君の絵-4

1,
 videoはとっくに終わっていた。
 陽が斜めになっているから午後3時は過ぎているのだろう。
 全部見た記憶はないが、彼に関する記憶は十分に蘇ってきた。
 僕は確かに昨日送別会があり今は自由の身、ということになる。
 自分の妻は随分前に亡くなってしまっていたから今はひとり、そういう意味でも自由だ。
 "Photographer"のvideoを作った時に、彼が語っていた場所の説明を細かく書いていたNoteが残っていた。それは一つ一つの写真に対しての日にち・場所・時間帯が細かく記載されたものだった。ただし場所に関しては細かい住所が書かれているわけでもなく、いまの時代のような正確なmapのマーキングではないのではっきりとはわからない。
 と言いながらもNoteを見ながら当時を思い出すことは楽しかった。あの時いた仲間の表情まで思い出されるのだから人間の記憶ってすごいなー、と僕は思った。
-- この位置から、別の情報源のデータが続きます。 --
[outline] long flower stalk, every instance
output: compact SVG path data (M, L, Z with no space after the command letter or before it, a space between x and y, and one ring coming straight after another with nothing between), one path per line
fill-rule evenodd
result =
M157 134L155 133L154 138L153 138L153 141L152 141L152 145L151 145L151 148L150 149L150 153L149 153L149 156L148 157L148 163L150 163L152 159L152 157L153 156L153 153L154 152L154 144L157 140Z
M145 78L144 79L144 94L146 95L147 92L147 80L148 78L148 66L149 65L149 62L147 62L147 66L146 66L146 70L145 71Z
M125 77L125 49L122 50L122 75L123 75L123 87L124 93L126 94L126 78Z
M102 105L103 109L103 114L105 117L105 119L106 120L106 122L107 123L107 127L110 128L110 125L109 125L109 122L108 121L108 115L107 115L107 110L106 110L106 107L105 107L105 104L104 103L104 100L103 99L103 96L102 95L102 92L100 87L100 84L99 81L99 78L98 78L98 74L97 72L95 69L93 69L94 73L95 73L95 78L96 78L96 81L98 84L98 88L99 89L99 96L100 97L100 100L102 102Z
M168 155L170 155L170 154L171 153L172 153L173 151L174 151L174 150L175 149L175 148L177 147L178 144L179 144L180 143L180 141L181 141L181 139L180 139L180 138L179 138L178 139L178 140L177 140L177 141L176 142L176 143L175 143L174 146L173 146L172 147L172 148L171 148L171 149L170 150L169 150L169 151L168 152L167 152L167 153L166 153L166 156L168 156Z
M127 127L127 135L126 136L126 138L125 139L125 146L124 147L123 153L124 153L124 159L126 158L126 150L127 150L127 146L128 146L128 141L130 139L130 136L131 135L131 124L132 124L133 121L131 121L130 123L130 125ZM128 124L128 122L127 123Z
 試しに1枚の写真の場所をGoogleMapで検索して見ることにした。場所は福島。峠の名前を入れ検索していくと写真に写っているような景色が見えてきた。写真では道路は未舗装だったが、この峠道は今は舗装されている。少しづつ角度を変え彼が撮影した景色を探していく。この写真には自動販売機が左端に写っていた。丁寧に検索していくと、それは、あった。
検索する角度を少し変えその写真のようにアングルを決めて見ると、いまの時代のその場所が現れてきた。そこにはまるで彼がいまでもいるかのような錯覚にさせてくれる。
 いまの時代map上には緯度・経度がはっきり示される。僕はこの情報を一枚づつ作ることにした。仕事もないので十分に時間は、ある。
 "Photographer"のvideoで扱われている写真は25枚。僕はこの25枚の場所を見つけるべく当時のmemoと照らし合わせながら全ての場所を探し出すことにした。
2,
 BGMはもちろんスティーリー・ダンだ。いまかかているのはAja。ここに写っている女の人は山口小夜子さん。僕は40代の頃友人のeventで彼女と出会い、当時小夜子さんは音とパフォーマンスにこだわった作品作りをしており僕は音響関係として参加させてもらっていた。
 そんな記憶も思い出しつつ写真の場所の特定作業を続けていく。
 この作業なかなか時間がかかることがやっていて気づき始めた。1日に写真1枚特定できるかというとそうでもなく、最初に選んだ写真は割と簡単に特定できたが、その後は困難を極めていた。
 すでに10日ほど経っていた。
 当時の写真に写っていた森が全くなくなっているものもあったし、あるはずの橋が何かの関係で流されてしまっていたりもした。場合によっては全く特定できないところも出てきたのだ。記憶違いなのかmemoが違っているのかはわからない。
 そんな感じで全ての写真を検索し終えたのは30日後、会社を辞めて1ヶ月だった。
 問題は、ここまでして自分は何をしたいのか、ということだ。
 きっかけは送別会の時に偶然あった後輩の一言”彼のこと、覚えてます?”だった。そして当時の記憶で彼が言っていたことは”そのうちにわかるんじゃない?”の意味、、、、これって何かの啓示か。彼のわかるんじゃない?の意味は何だろう?この1ヶ月写真の場所を検索したことって一体何なのだろう。僕はしばらく考えることにした。